Postby SunDevil14 » Sun Jul 31, 2016 7:51 pm

SweetTort wrote:This sounds simple, but hear me out.


One of the most effective things for me was to bracket the conclusion of the argument before reading the question, and then ask "Why do they think that?" Typically, the answer is something regarding how they got to the conclusion, and by doing this before reading the question/answers, your thought process is untainted. Then, once you find the correct answer, move on. Don't spin your wheels trying to justify every answer.



I second this remark. I do not necessarily bracket the conclusions, but I make sure to really focus on the conclusion and how it was drawn before moving to the answers.
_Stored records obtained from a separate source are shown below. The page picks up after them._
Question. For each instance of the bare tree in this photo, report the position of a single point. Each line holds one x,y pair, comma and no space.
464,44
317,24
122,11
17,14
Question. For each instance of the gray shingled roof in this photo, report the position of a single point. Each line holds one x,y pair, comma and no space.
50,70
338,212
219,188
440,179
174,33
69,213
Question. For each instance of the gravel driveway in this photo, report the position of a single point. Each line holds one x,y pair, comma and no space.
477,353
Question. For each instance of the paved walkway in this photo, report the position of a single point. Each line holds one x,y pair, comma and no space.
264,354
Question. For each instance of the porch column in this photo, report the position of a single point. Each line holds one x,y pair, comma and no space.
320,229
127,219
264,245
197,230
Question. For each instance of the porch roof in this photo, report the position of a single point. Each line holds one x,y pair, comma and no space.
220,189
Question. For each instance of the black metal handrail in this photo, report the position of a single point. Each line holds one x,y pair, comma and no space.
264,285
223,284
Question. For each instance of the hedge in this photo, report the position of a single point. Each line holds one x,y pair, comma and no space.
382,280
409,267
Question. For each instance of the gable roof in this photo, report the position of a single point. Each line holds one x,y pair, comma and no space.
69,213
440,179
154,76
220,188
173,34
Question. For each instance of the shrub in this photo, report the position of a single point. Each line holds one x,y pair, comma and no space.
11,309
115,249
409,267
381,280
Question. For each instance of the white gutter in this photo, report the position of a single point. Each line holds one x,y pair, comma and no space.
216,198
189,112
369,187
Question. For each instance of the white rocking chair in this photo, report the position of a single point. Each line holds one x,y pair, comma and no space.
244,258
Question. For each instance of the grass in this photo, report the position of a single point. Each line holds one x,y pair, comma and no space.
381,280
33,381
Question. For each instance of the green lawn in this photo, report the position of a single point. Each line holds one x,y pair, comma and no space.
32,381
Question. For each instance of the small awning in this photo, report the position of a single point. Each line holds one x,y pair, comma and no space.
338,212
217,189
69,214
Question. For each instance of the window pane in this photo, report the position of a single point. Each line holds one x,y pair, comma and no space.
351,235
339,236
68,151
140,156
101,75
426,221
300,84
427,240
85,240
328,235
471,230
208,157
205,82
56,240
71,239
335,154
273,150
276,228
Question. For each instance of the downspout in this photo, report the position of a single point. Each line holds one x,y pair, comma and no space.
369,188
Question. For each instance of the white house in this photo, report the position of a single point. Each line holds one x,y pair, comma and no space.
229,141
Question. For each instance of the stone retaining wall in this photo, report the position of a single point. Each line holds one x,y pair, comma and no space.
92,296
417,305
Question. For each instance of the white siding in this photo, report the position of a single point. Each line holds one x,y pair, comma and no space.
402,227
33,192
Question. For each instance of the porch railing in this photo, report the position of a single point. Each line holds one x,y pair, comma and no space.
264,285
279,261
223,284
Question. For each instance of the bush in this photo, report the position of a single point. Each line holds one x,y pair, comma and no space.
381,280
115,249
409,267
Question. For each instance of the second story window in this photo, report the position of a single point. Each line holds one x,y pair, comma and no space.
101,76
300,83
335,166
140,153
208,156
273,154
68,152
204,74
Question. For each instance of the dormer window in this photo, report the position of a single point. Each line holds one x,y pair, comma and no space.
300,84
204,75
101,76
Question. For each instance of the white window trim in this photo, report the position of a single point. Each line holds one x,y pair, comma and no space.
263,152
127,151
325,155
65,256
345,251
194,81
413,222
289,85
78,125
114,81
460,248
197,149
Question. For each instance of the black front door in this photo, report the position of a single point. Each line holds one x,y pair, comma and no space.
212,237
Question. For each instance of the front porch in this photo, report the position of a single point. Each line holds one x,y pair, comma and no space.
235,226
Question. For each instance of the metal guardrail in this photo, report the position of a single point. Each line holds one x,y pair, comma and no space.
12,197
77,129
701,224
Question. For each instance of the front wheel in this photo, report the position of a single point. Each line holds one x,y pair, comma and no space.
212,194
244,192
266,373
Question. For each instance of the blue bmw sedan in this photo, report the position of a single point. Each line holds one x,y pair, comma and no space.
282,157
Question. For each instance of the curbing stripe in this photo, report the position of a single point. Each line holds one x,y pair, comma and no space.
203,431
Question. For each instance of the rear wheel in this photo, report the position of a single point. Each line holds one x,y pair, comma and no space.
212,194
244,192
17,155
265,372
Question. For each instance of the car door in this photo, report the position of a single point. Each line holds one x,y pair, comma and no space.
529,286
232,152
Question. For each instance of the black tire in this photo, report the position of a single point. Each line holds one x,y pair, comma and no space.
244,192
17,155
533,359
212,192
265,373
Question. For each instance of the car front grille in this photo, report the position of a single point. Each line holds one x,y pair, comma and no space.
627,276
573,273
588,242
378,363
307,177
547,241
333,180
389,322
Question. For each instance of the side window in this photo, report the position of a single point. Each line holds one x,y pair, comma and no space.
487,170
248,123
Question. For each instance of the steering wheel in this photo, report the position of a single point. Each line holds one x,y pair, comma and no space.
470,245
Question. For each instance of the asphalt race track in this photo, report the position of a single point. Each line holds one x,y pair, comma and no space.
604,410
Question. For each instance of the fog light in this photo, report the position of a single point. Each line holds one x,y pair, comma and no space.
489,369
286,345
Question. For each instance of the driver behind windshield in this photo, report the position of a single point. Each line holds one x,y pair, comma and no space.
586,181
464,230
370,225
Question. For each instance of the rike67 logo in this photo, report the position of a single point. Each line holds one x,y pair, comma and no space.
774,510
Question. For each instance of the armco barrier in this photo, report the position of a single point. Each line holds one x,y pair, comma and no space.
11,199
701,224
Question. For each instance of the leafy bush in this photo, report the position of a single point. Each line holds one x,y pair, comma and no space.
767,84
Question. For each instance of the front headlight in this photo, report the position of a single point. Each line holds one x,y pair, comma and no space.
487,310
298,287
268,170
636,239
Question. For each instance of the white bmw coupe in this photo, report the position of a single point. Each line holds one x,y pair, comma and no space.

I also agree that trying to justify every answer is a weakness and time waster.

My basic rundown for justifying the answers corresponds with the general difficulty of questions with the section.

1-10 easiest so pick the best answer and move on, do not spend much time justifying
11-15 more difficult, perhaps a brief justification if necessary
16-25/26 most difficult, if you are going to spend time justifying a question, the time is best spent on these questions.

If you cannot narrow a question down to 2 answers fairly quickly then circle and come back to it if there is time. If you narrowed a question down to 2 choices, then go with you best guess and circle the questions. Once again come back to justify the question if you have time.

If you get a good flow going and keep a decent pace, usually you will have at least 3-4 minutes to come back a justify/select answers to questions you circled.